Ro is a multidisciplinary artist and librarian who creates comics focused on themes of identity, often conveying experiences and ideas using elements of the surreal and magical. In 2018, they founded Canada Comics Open Library, and they maintain the Canadian Cartoonists Database. They run a distro/bookshop called Lost Doll.
rotemannadiamant.com
"Rotem’s deeply personal book asks what makes a person and answers with a dazzling Queer feminist story about broken belief leading to self-knowledge. Their magical visual iconography is peopled by mermaids, angels, demons and ghosts, all in conversation with the cartoonist. They share the mythologies and tenets of Jewish faith, distilling the parts that have been rejected and hidden by patriarchy. It’s a heroic declaration of life and perseverance told with electric linework."
- Fiona Smyth, Somnambulance, You Know, Sex (with Cory Silverberg)
From the author -
From 2021-2022, I completed a series of short experimental comics called Cute Nose that explore mental illness, gender identity, and my Jewish identity using themes of cuteness and the physicality of the body. The second issue debuted at the Toronto Comic Arts Festival in 2022, and the third issue debuted in 2023 at The Prairie Comics Festival in Winnipeg, Manitoba.
For Dancing With the Sheyd, I wanted to work on a larger, more cohesive autobiographical narrative that enabled me to further develop and reflect on these themes as well as on my own queer Jewish identity in relation to my family, ancestors, and Jewish mythologies.
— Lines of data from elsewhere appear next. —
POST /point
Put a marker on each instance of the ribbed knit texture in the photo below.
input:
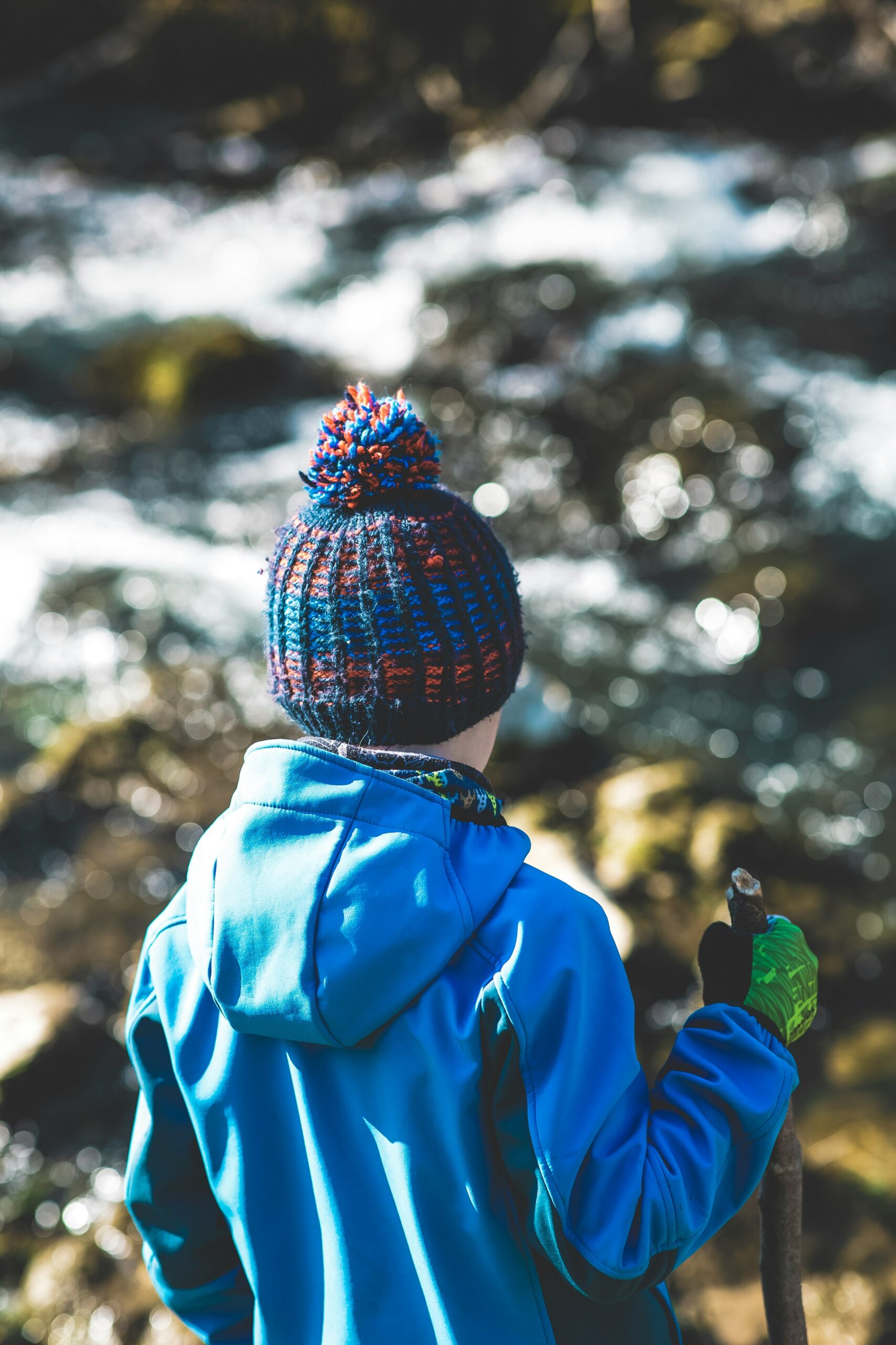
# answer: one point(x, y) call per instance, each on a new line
point(393, 614)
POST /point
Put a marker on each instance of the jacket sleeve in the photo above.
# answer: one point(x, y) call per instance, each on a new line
point(615, 1183)
point(189, 1251)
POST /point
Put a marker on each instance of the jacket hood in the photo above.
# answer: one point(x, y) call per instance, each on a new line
point(330, 895)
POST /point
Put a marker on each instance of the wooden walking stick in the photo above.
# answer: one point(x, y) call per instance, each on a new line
point(780, 1199)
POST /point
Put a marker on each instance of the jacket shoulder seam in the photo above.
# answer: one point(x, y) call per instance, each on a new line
point(325, 887)
point(170, 925)
point(353, 769)
point(331, 817)
point(518, 1027)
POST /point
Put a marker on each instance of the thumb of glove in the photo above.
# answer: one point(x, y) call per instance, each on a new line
point(725, 961)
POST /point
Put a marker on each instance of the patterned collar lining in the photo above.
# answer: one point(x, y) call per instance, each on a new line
point(466, 789)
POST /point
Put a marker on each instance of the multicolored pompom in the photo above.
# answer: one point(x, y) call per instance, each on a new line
point(368, 448)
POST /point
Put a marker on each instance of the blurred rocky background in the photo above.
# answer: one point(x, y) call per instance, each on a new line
point(637, 267)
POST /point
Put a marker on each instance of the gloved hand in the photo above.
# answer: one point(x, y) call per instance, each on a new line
point(774, 974)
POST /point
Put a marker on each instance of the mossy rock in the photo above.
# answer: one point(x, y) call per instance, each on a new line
point(194, 364)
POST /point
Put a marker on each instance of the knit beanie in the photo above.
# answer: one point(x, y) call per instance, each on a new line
point(393, 613)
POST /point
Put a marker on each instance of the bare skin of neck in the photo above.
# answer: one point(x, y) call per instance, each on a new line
point(473, 747)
This longer narrative enabled me to provide more context and framework to my art, ideas, and experiences.
I believe that provoking conversation and reflection through the sharing of experiences is vital for improving the health of Jewish communities, especially with the weight of generational trauma, antisemitism, and colonialism both within and outside of Canada.
Growing up with a sole-support parent and two siblings, I often felt ashamed of our poorness and alienated from our community. Throughout my adolescence and adulthood this alienation carried forward for a variety of other reasons, including holding secular religious beliefs and critical views of the Israeli government, zionism, and especially as a Jewish person born in Israel/Palestine, with an Israeli name, who moved to Canada as a young child.
For so long, these circumstances and feelings went unexamined, and this feeling of alienation turned inwards into self-blame and depression, which I believe is a common experience for many people who hold views that oppose those of their traditional communities.
In my early twenties, I came across comics and other narratives where women were telling personal stories that could be grotesque and dealt with complex themes like sexuality, depression, racism, and sexism that weren’t often talked about in the communities I knew growing up. This included the autobio work of artists like Gabrielle Bell and Geneviève Castrée.
These stories were vital for my survival. Reading narratives by women and queer creators helped me reflect on my own experiences, understand that I was a feminist, and acknowledge some of the frustrations that I previously couldn’t articulate about how I was treated being perceived as a woman.
This project explores what Judaism means and has meant to me, utilizing Jewish mythology, family folklore, and other narratives and experiences from my upbringing, and offers a critical lens on Zionism. While creating this project, I explored themes of alienation and community using my personal experiences and perspective as well as research, listening, and learning. I actually worked from a script for this project unlike most of my other work! but I still made space for intuitive and spontaneous drawing and a kind of gradual sculpting of the story over time.